Richard and I have written about this at greater length in our paper on taking governance to the edge, and the concept of asymmetric governance. This is a form of governance in which those at the centre can no longer assume that they are able to know better than those at the edge what needs doing (there is more about how this relates to symmetric forms of governance in the blog on the governance cycle).

How is this to be understood? In the diagram below the points of the compass are used to distinguish four different aspects of what is being governed:

  • North – the direction of the organisation as a whole,
  • South – the operational capabilities available to be used by the organisation,
  • East – the particular relationship to demand at the edge of the organisation, and
  • West – the problem-solving know-how that is able to organise the operational capabilities together in such a way that they satisfy the demand to the East.


This now allows two forms of governance to be distinguished:

  • North-South dominance, in which the E-W response to demand is subordinated to the N-S axis, so that the centre’s top-down strategies (N) for how business capabilities (S) are to be used determine the way demands are identified and responded to.
  • East-West dominance, in which the role of the N-S is to create the conditions in which the E-W axis can be dominant, so that the identification of demands (E) and the formulation of effective responses to them (W) can determine the way business capabilities are directed and deployed.

With it is apparent that what characterises N-S dominance is the presumption that the environment can be assumed to be symmetrical to the centre’s assumptions about it. This makes it possible to distinguish the faustian pact that can emerge when this in fact is not the case.
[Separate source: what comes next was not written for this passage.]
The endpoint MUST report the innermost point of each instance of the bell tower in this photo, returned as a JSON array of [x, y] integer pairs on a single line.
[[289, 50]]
This pact arises when the people on the E-W axis present what they are doing as if they are complying with N-S strictures in order to cut themselves some slack within which to do what is actually needed E-W. This can create a dangerous collusion between the people aligned to the different axes which ends up preventing the organisation from adapting to change. (I wrote about this under the heading of ‘facing facts: what’s the good of change’ within the context of the UK’s National Health Service, where doctors often find themselves having to ‘play the system’ in order to deliver appropriate care to their patients).

East-West dominance requires networked forms of organisation that can hold ‘the edge’ accountable for the way it uses the resources of the supporting organisation, but in relation to the situation in which the demand is arising. This contrasts with the hierarchical forms associated with N-S dominance. What is at stake is the performativity of what is done in relation to the demand at the edge, rather than the performance of what is done against centrally (symmetrically) defined criteria. It is not that hierarchy isn’t still necessary, but rather that it has to be situationally rather than universally defined. That’s where asymmetric design is needed.